Academic Editor: Giuseppe Filardo

Copyright © 2014 I. Andia et al. This is an open access article distributed under the Creative Commons Attribution License, which permits unrestricted use, distribution, and reproduction in any medium, provided the original work is properly cited.

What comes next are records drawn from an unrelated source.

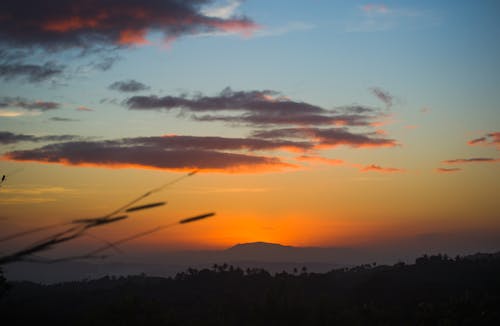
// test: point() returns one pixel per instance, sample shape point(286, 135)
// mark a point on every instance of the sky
point(310, 123)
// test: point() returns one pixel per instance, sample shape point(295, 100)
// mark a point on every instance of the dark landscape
point(435, 290)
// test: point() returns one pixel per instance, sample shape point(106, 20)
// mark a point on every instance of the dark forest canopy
point(434, 290)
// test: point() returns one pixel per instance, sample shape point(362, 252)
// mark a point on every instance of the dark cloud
point(329, 137)
point(490, 139)
point(255, 108)
point(60, 119)
point(105, 64)
point(171, 152)
point(128, 86)
point(63, 24)
point(383, 95)
point(19, 102)
point(472, 160)
point(30, 72)
point(11, 138)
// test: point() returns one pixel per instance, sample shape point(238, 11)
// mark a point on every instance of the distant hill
point(270, 256)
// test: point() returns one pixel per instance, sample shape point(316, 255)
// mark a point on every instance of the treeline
point(436, 290)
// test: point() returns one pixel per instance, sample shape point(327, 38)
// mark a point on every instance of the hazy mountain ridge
point(269, 256)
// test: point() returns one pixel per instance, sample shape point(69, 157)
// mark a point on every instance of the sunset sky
point(312, 123)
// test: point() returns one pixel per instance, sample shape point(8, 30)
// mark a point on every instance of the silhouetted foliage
point(436, 290)
point(3, 284)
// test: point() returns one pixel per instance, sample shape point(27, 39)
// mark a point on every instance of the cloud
point(84, 109)
point(490, 139)
point(319, 159)
point(60, 119)
point(448, 170)
point(472, 160)
point(383, 95)
point(255, 107)
point(375, 8)
point(19, 102)
point(128, 86)
point(61, 24)
point(223, 12)
point(167, 152)
point(11, 138)
point(378, 168)
point(10, 114)
point(30, 72)
point(329, 137)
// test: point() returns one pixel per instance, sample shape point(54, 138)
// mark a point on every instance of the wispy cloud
point(11, 138)
point(379, 17)
point(319, 160)
point(256, 107)
point(374, 8)
point(32, 73)
point(225, 11)
point(170, 153)
point(61, 119)
point(128, 86)
point(329, 137)
point(380, 169)
point(84, 109)
point(19, 102)
point(448, 170)
point(490, 139)
point(60, 24)
point(472, 160)
point(383, 95)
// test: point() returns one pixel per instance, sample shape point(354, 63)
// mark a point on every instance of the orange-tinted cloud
point(378, 168)
point(490, 139)
point(169, 153)
point(329, 137)
point(256, 107)
point(11, 138)
point(33, 73)
point(448, 170)
point(319, 159)
point(62, 24)
point(472, 160)
point(84, 109)
point(19, 102)
point(382, 95)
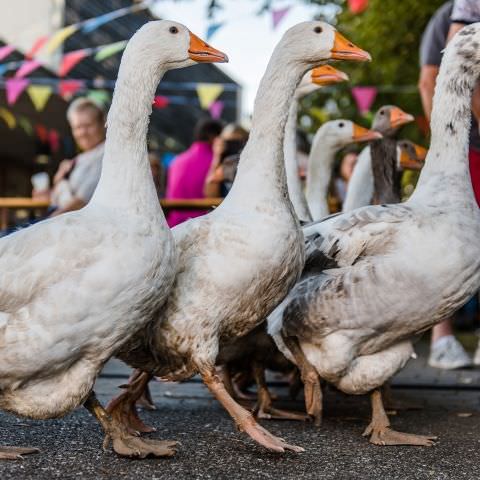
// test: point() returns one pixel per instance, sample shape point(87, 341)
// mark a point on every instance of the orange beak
point(343, 49)
point(420, 152)
point(408, 162)
point(361, 134)
point(202, 52)
point(398, 117)
point(327, 75)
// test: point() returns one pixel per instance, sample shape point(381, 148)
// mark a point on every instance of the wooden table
point(7, 203)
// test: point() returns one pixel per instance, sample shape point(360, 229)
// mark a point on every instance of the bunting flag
point(357, 6)
point(25, 124)
point(71, 59)
point(212, 29)
point(59, 37)
point(54, 140)
point(8, 117)
point(216, 109)
point(68, 88)
point(15, 87)
point(36, 47)
point(39, 94)
point(364, 97)
point(160, 101)
point(5, 51)
point(208, 93)
point(27, 68)
point(94, 23)
point(42, 133)
point(109, 50)
point(278, 16)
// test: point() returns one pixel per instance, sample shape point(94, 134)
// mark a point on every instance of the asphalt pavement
point(212, 448)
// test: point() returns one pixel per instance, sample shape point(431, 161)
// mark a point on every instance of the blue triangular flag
point(211, 30)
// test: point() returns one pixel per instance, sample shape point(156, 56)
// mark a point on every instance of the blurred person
point(226, 154)
point(345, 170)
point(158, 174)
point(188, 171)
point(446, 352)
point(76, 179)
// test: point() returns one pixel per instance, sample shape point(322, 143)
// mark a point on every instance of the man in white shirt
point(76, 180)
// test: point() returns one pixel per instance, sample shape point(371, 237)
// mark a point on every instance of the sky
point(247, 39)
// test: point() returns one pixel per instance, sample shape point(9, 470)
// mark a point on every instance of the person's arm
point(74, 204)
point(426, 85)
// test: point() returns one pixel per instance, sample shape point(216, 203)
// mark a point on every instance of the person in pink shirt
point(187, 172)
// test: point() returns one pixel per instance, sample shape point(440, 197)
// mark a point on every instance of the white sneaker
point(447, 353)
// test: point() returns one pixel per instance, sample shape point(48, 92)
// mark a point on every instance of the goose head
point(410, 156)
point(317, 78)
point(389, 118)
point(313, 43)
point(172, 45)
point(340, 133)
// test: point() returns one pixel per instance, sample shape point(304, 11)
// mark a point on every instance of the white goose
point(75, 287)
point(238, 262)
point(318, 77)
point(394, 270)
point(387, 120)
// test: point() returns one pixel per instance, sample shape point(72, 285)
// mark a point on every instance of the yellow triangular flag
point(59, 37)
point(9, 118)
point(39, 94)
point(208, 93)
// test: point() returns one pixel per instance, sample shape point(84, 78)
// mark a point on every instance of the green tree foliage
point(391, 31)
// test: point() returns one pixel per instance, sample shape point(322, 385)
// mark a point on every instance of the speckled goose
point(392, 271)
point(75, 287)
point(238, 262)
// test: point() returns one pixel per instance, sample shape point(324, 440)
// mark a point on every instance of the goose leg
point(263, 408)
point(381, 433)
point(123, 442)
point(15, 453)
point(311, 381)
point(243, 418)
point(123, 408)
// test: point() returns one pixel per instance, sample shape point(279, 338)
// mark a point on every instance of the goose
point(62, 312)
point(317, 78)
point(391, 271)
point(257, 350)
point(328, 140)
point(237, 262)
point(387, 120)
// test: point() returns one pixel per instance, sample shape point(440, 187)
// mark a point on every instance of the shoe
point(447, 353)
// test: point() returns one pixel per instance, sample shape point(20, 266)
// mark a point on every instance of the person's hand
point(63, 169)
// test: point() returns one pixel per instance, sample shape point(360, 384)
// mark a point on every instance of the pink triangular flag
point(69, 61)
point(160, 101)
point(27, 67)
point(357, 6)
point(277, 15)
point(5, 51)
point(15, 87)
point(364, 97)
point(37, 45)
point(68, 88)
point(216, 109)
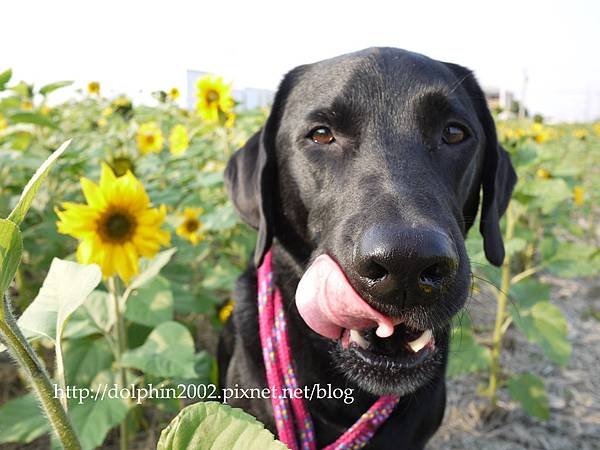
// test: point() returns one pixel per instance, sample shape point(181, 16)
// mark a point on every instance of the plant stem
point(121, 349)
point(37, 376)
point(60, 371)
point(499, 330)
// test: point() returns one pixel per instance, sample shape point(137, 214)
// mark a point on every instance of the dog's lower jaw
point(390, 378)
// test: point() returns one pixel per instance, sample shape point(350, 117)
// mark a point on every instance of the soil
point(573, 391)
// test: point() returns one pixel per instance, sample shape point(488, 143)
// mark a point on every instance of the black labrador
point(375, 159)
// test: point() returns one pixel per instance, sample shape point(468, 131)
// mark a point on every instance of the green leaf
point(33, 118)
point(65, 288)
point(45, 90)
point(11, 248)
point(466, 355)
point(221, 218)
point(97, 314)
point(168, 352)
point(18, 213)
point(222, 276)
point(21, 420)
point(529, 292)
point(212, 426)
point(149, 269)
point(152, 304)
point(84, 358)
point(5, 78)
point(93, 419)
point(544, 324)
point(568, 259)
point(529, 390)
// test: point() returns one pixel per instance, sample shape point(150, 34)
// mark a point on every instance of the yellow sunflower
point(117, 225)
point(179, 140)
point(580, 133)
point(191, 227)
point(214, 98)
point(149, 138)
point(543, 173)
point(173, 93)
point(94, 87)
point(226, 310)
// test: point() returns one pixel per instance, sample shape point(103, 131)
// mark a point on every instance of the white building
point(248, 98)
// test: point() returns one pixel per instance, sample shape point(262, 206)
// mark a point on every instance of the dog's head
point(369, 171)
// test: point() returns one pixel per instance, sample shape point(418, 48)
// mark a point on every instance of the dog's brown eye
point(453, 134)
point(322, 135)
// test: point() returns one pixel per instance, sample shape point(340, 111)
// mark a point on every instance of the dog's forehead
point(369, 72)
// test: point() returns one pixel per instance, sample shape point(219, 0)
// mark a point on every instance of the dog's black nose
point(405, 266)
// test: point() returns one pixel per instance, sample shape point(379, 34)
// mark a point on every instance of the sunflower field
point(118, 258)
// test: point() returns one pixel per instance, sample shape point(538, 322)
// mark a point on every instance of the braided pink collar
point(294, 424)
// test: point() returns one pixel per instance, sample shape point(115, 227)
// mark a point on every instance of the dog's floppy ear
point(498, 176)
point(249, 178)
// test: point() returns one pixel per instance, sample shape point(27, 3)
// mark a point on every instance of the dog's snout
point(405, 266)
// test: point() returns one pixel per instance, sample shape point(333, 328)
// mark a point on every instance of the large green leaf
point(5, 78)
point(466, 355)
point(11, 248)
point(18, 213)
point(45, 90)
point(32, 118)
point(21, 420)
point(213, 426)
point(572, 260)
point(544, 324)
point(96, 315)
point(221, 218)
point(152, 304)
point(65, 288)
point(94, 418)
point(168, 352)
point(529, 390)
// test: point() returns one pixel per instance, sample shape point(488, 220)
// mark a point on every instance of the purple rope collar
point(294, 424)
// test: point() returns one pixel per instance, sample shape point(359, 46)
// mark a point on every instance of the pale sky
point(142, 46)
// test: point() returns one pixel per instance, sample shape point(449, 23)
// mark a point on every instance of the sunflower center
point(212, 96)
point(192, 225)
point(118, 227)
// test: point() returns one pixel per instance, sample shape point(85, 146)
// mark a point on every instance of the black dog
point(376, 159)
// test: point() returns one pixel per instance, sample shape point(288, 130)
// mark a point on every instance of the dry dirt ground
point(574, 391)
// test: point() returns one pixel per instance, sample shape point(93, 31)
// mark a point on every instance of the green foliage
point(157, 312)
point(212, 426)
point(467, 355)
point(11, 248)
point(529, 390)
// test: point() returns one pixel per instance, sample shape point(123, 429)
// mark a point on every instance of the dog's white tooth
point(357, 337)
point(421, 341)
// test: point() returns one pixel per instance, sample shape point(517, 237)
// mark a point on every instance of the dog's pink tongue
point(328, 303)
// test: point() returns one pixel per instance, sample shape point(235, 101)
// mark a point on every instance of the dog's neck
point(311, 353)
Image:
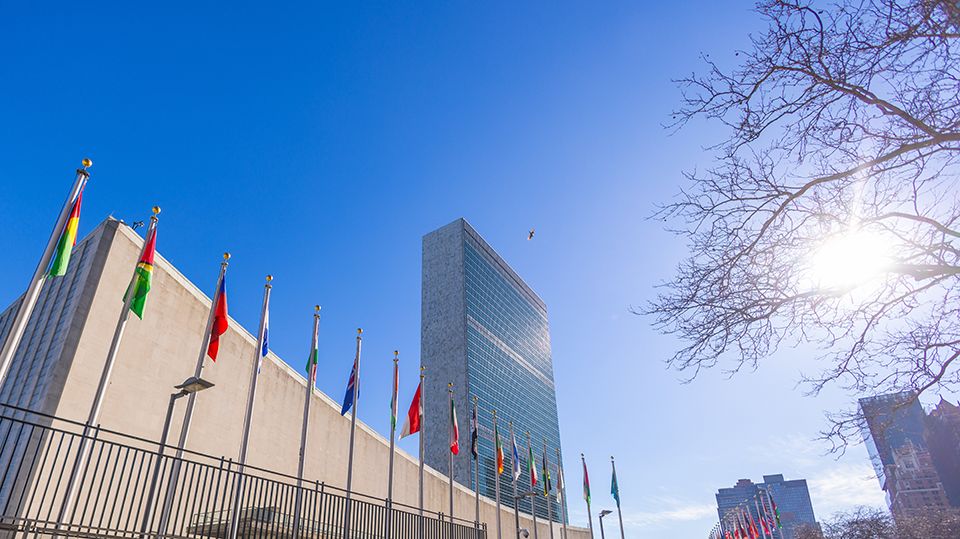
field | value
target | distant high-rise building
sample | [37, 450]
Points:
[943, 439]
[792, 499]
[895, 433]
[486, 332]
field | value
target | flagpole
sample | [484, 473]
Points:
[546, 487]
[422, 427]
[95, 408]
[353, 432]
[258, 356]
[450, 475]
[476, 466]
[756, 505]
[311, 384]
[191, 401]
[589, 515]
[496, 475]
[613, 464]
[393, 435]
[562, 490]
[533, 499]
[19, 324]
[516, 477]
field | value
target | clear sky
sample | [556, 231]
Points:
[320, 142]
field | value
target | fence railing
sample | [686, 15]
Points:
[128, 488]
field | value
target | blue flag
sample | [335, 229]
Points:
[614, 488]
[348, 397]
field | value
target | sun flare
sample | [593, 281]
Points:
[849, 260]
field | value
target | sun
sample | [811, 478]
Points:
[849, 260]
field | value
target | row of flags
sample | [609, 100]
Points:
[137, 294]
[740, 522]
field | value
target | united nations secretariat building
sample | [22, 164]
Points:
[122, 483]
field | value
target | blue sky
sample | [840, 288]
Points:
[320, 142]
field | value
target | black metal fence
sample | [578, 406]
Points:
[125, 487]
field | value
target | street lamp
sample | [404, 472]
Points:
[516, 512]
[194, 384]
[603, 513]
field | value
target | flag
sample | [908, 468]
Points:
[586, 484]
[614, 487]
[559, 483]
[411, 425]
[531, 466]
[266, 337]
[546, 473]
[393, 400]
[68, 238]
[454, 429]
[499, 448]
[474, 434]
[219, 325]
[515, 464]
[351, 383]
[312, 364]
[144, 275]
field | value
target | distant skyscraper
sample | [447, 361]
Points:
[792, 499]
[895, 433]
[943, 438]
[485, 331]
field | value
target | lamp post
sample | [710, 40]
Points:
[516, 508]
[603, 513]
[191, 385]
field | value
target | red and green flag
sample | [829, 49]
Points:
[143, 275]
[496, 437]
[68, 239]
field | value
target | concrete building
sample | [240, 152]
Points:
[486, 332]
[792, 498]
[895, 433]
[59, 361]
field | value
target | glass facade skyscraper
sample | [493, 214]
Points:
[486, 332]
[792, 498]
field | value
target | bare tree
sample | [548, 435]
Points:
[871, 523]
[843, 135]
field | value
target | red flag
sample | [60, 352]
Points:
[219, 325]
[411, 424]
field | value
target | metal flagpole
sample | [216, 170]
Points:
[589, 516]
[422, 426]
[770, 502]
[393, 436]
[94, 417]
[546, 487]
[476, 465]
[450, 475]
[533, 499]
[258, 355]
[19, 324]
[515, 465]
[191, 401]
[562, 493]
[496, 475]
[619, 513]
[353, 432]
[763, 525]
[311, 384]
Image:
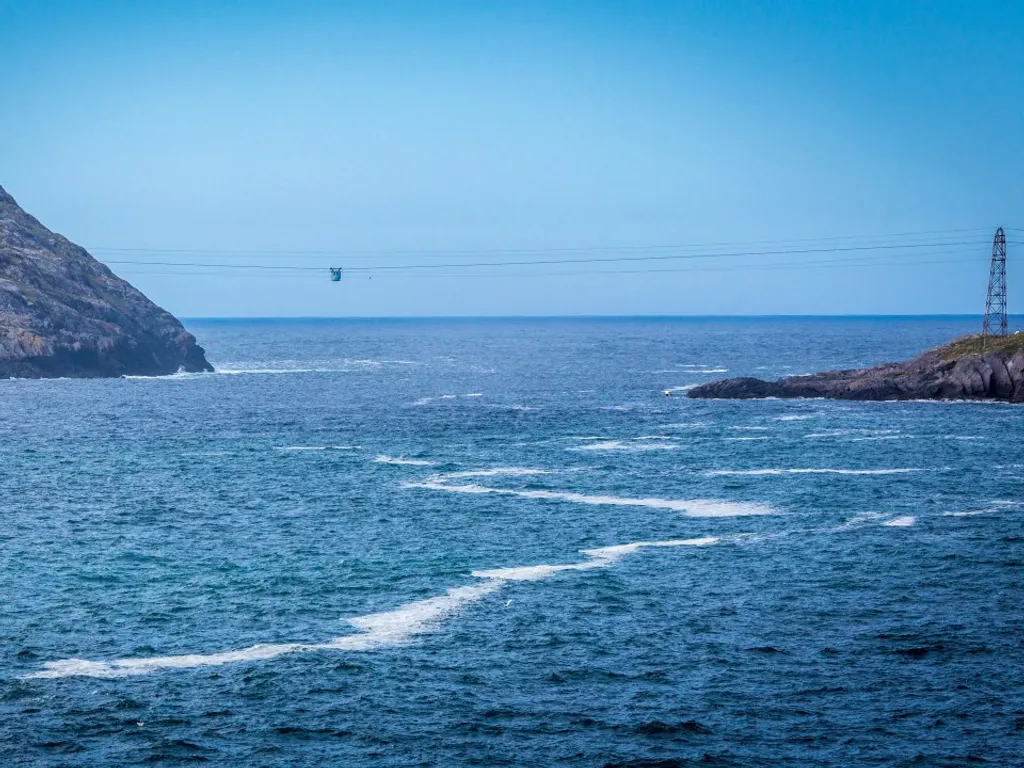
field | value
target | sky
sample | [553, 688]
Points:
[691, 158]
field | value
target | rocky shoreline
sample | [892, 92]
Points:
[62, 313]
[971, 368]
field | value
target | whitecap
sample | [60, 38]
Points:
[374, 631]
[689, 507]
[317, 448]
[627, 446]
[399, 461]
[759, 472]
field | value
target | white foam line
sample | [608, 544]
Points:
[317, 448]
[374, 631]
[628, 446]
[398, 461]
[760, 472]
[689, 507]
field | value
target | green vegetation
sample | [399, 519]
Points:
[1012, 344]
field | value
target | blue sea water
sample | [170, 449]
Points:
[454, 543]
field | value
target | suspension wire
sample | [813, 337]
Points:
[524, 251]
[834, 263]
[548, 262]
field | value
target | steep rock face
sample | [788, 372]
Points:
[958, 371]
[64, 313]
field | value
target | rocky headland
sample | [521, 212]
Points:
[971, 368]
[65, 313]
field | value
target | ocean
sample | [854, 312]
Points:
[499, 543]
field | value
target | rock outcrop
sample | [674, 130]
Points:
[966, 369]
[65, 313]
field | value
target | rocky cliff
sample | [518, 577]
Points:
[64, 313]
[967, 369]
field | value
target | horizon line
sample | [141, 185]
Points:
[950, 315]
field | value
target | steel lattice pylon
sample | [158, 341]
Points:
[995, 303]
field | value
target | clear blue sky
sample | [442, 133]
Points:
[480, 127]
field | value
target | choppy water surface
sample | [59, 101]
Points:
[499, 543]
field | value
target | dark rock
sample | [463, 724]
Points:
[62, 313]
[966, 369]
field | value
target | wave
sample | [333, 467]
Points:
[689, 507]
[402, 462]
[317, 448]
[629, 445]
[374, 631]
[434, 398]
[993, 506]
[760, 472]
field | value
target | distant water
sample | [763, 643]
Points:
[453, 543]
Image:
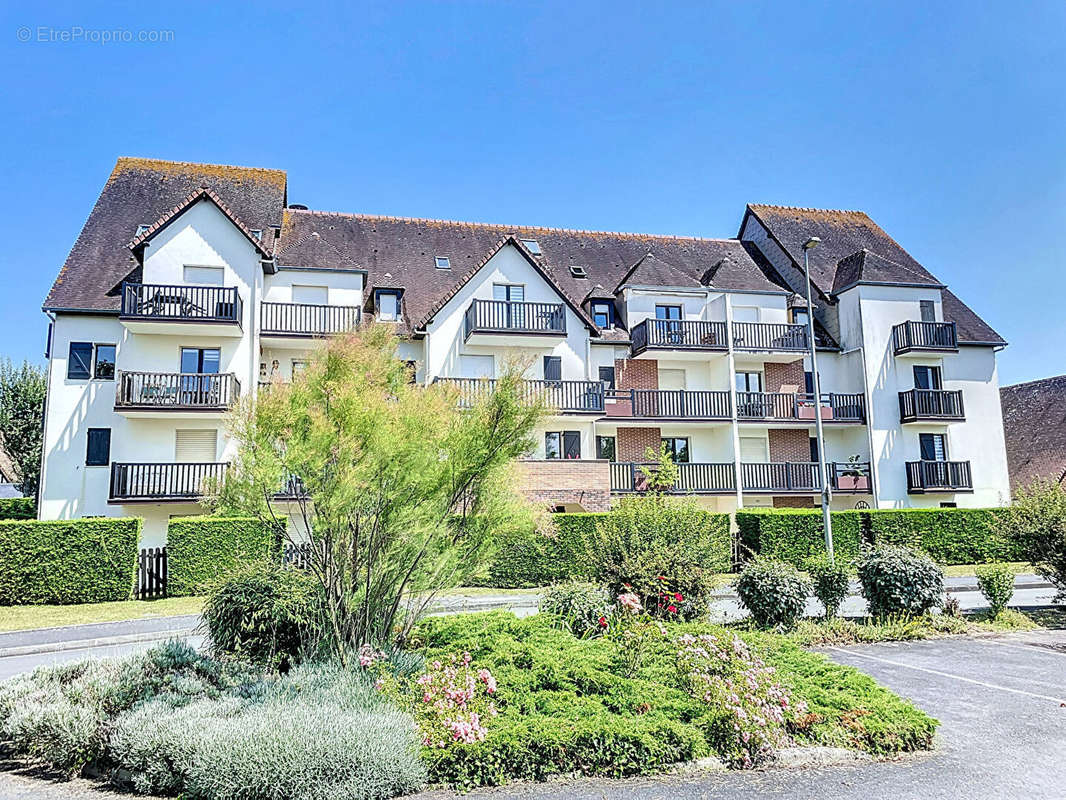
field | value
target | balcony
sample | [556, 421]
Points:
[679, 335]
[938, 476]
[175, 395]
[852, 477]
[931, 405]
[781, 477]
[627, 478]
[668, 404]
[503, 322]
[568, 397]
[917, 338]
[164, 482]
[211, 310]
[283, 324]
[762, 406]
[770, 337]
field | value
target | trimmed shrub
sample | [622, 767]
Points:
[18, 508]
[829, 582]
[203, 550]
[774, 592]
[795, 536]
[267, 614]
[533, 558]
[578, 607]
[950, 536]
[652, 542]
[67, 561]
[996, 582]
[900, 580]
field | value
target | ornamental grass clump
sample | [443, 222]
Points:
[829, 581]
[996, 582]
[898, 580]
[773, 592]
[721, 670]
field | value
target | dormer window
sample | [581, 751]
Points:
[387, 302]
[602, 314]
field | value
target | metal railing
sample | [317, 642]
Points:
[781, 476]
[770, 336]
[567, 396]
[501, 316]
[174, 481]
[849, 408]
[696, 478]
[176, 390]
[933, 476]
[181, 303]
[307, 319]
[679, 334]
[913, 335]
[918, 404]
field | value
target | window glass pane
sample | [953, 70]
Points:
[105, 362]
[79, 361]
[98, 447]
[552, 445]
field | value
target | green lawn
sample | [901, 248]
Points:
[22, 618]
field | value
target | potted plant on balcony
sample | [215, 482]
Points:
[853, 476]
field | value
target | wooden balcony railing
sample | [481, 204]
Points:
[938, 476]
[770, 336]
[500, 316]
[924, 336]
[307, 319]
[172, 481]
[181, 303]
[917, 405]
[781, 477]
[695, 478]
[762, 405]
[173, 390]
[574, 397]
[664, 334]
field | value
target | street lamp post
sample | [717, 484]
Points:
[826, 494]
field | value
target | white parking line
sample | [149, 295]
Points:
[1060, 701]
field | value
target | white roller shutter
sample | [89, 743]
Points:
[196, 446]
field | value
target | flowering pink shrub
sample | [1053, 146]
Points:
[454, 702]
[722, 671]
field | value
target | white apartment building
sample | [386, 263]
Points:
[191, 285]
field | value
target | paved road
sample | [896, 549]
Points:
[1003, 733]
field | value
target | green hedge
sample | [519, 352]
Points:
[18, 508]
[202, 549]
[67, 561]
[950, 536]
[795, 534]
[532, 559]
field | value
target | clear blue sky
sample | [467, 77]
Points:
[945, 122]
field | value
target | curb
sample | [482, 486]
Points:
[29, 650]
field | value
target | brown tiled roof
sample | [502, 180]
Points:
[193, 198]
[406, 248]
[855, 248]
[139, 192]
[1034, 425]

Platelet-rich plasma (PRP) is injected within tendons to stimulate healing. Metabolic alterations such as the metabolic syndrome, diabetes, or hyperuricemia could hinder the therapeutic effect of PRP. We hypothesise that tendon cells sense high levels of uric acid and this could modify their response to PRP. Tendon cells were treated with allogeneic PRPs for 96 hours. Hyperuricemic PRP did not hinder the proliferative actions of PRP. The gene expression pattern of inflammatory molecules in response to PRP showed absence of IL-1b and COX1 and modest expression of IL6, IL8, COX2, and TGF-b1. IL8 and IL6 proteins were secreted by tendon cells treated with PRP. The synthesis of IL6 and IL8 proteins induced by PRP is decreased significantly in the presence of hyperuricemia (P = 0.017 and P = 0.012, resp.). Concerning extracellular matrix, PRP-treated tendon cells displayed high type-1 collagen, moderate type-3 collagen, decorin, and hyaluronan synthase-2 expression and modest expression of scleraxis. Hyperuricemia modified the expression pattern of extracellular matrix proteins, upregulating COL1 (P = 0.036) and COMP (P = 0.012) and downregulating HAS2 (P = 0.012). Positive correlations between TGF-b1 and type-1 collagen (R = 0.905, P = 0.002) and aggrecan (R = 0.833, P = 0.010) and negative correlations between TGF-b1 and IL6 synthesis (R = −0.857, P = 0.007) and COX2 (R = −0.810, P = 0.015) were found.